Why in-transit data governance matters for embeddings
Embeddings turn text, images, or code into high‑dimensional vectors. The input payload often contains personally identifiable information (PII), trade secrets, or regulated content. Once that payload leaves the originating system, the organization loses visibility into who saw it, when it was sent, and whether it was altered. In‑transit data governance is the set of policies and controls that protect data while it travels over the network, ensuring that sensitive fields are masked, that each request is authorized, and that an immutable audit trail is created.
Typical deployments send data directly from an application to a cloud‑hosted embedding endpoint. The connection uses a static API key or service account credential that is baked into code or configuration files. This approach has three glaring gaps:
- No real‑time masking: PII travels in clear text to the provider.
- No request‑level approval: Any developer or automated job can fire off unlimited queries.
- No audit of what was sent or received: Logs are often limited to generic HTTP status codes, making forensic analysis difficult.
What the precondition fixes – and what it still leaves open
Introducing a strict identity provider and short‑lived tokens solves the credential‑sprawl problem. Engineers now authenticate via OIDC, and the service only accepts tokens issued for a specific role. This step ensures that the request originates from a known identity, satisfying the “who” part of the equation.
However, the request still travels directly to the embedding service. The data path remains uncontrolled: there is no place to inspect the payload, strip sensitive fields, or require an approver before a high‑risk query is sent.

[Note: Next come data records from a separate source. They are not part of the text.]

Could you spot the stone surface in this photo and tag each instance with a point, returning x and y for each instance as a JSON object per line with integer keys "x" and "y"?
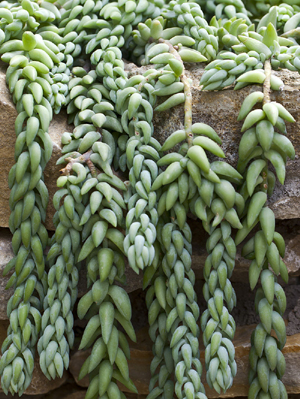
{"x": 8, "y": 115}
{"x": 141, "y": 356}
{"x": 289, "y": 229}
{"x": 218, "y": 109}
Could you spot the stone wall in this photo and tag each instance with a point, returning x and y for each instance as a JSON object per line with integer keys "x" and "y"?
{"x": 220, "y": 110}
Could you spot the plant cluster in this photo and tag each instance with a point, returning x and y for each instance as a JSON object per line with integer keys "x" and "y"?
{"x": 122, "y": 195}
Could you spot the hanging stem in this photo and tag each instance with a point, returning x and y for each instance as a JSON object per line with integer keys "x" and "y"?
{"x": 187, "y": 92}
{"x": 266, "y": 99}
{"x": 267, "y": 82}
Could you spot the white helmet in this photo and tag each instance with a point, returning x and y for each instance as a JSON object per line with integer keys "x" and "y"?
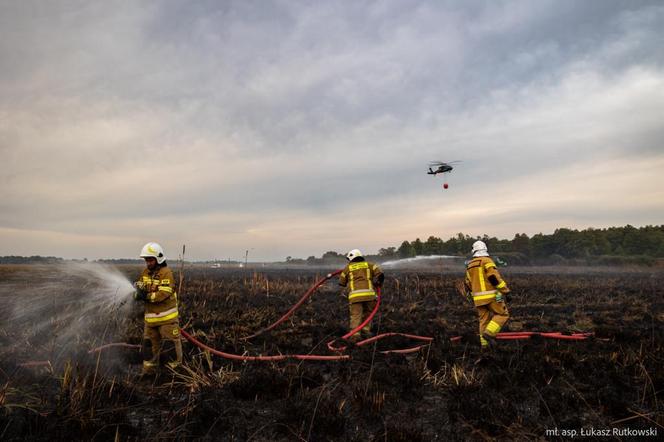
{"x": 154, "y": 250}
{"x": 353, "y": 254}
{"x": 479, "y": 249}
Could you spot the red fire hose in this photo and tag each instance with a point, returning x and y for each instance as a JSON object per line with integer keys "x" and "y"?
{"x": 332, "y": 347}
{"x": 297, "y": 304}
{"x": 330, "y": 344}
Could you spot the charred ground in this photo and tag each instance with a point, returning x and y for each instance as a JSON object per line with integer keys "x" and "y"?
{"x": 519, "y": 391}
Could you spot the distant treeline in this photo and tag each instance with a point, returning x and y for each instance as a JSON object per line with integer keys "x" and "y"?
{"x": 563, "y": 244}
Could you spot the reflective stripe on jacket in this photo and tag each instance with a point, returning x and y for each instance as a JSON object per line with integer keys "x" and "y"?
{"x": 484, "y": 281}
{"x": 161, "y": 303}
{"x": 360, "y": 278}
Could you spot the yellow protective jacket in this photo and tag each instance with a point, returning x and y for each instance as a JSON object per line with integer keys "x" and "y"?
{"x": 161, "y": 303}
{"x": 484, "y": 281}
{"x": 361, "y": 277}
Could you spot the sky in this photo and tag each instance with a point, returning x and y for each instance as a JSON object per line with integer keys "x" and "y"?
{"x": 291, "y": 128}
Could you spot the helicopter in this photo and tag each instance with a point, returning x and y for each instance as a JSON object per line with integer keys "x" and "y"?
{"x": 441, "y": 167}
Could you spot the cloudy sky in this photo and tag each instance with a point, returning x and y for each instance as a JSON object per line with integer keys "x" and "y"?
{"x": 296, "y": 127}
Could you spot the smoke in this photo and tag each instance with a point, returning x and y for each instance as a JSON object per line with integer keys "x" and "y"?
{"x": 412, "y": 262}
{"x": 59, "y": 312}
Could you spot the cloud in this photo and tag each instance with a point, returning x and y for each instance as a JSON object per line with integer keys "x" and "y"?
{"x": 296, "y": 128}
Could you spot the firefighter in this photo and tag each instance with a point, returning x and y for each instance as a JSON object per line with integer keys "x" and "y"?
{"x": 361, "y": 277}
{"x": 489, "y": 292}
{"x": 156, "y": 288}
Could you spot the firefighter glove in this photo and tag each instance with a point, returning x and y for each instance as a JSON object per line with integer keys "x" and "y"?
{"x": 141, "y": 293}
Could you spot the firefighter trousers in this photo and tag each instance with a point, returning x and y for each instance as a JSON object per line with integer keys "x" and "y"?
{"x": 161, "y": 344}
{"x": 359, "y": 311}
{"x": 492, "y": 317}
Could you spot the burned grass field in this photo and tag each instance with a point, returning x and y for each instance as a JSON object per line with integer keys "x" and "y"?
{"x": 53, "y": 387}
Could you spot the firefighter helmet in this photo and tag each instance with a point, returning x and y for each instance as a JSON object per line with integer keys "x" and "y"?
{"x": 479, "y": 249}
{"x": 353, "y": 254}
{"x": 154, "y": 250}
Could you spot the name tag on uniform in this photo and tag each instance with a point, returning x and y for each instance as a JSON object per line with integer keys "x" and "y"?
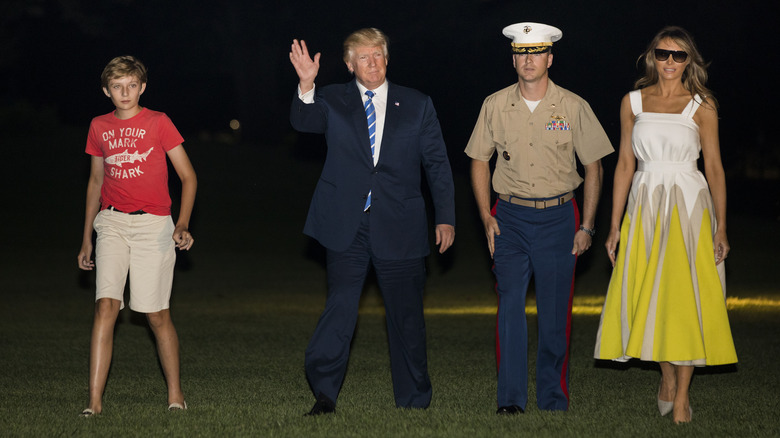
{"x": 557, "y": 123}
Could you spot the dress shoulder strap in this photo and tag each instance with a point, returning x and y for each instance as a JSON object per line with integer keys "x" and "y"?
{"x": 692, "y": 106}
{"x": 636, "y": 101}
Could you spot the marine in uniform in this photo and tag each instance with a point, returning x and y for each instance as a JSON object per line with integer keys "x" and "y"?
{"x": 538, "y": 130}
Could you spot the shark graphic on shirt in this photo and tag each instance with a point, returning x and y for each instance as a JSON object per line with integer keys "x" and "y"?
{"x": 127, "y": 157}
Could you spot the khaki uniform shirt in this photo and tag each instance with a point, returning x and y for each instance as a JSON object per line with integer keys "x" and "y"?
{"x": 536, "y": 150}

In‑transit data governance is still missing because the enforcement point is absent.
hoop.dev as the data‑path enforcement layer
hoop.dev provides the missing layer by acting as an identity‑aware proxy that sits between the client and the embedding endpoint. The gateway intercepts every HTTP request, parses the JSON body, and can apply the following enforcement outcomes:
- Inline masking: hoop.dev removes or redacts PII from the request before it reaches the external model.
- Just‑in‑time approval: If a query contains a high‑risk pattern, the gateway routes it to a human approver instead of sending it automatically.
- Session recording: Each request and response is logged with the originating identity, creating a complete audit trail for compliance checks.
- Command blocking: The gateway can reject requests that exceed defined rate limits or contain disallowed content.
Because hoop.dev is the only point where traffic passes, these controls are guaranteed to be applied. The underlying identity system (OIDC/SAML) still decides who can start a session, but hoop.dev enforces the policy on the data path, ensuring that in‑transit data governance is truly enforced.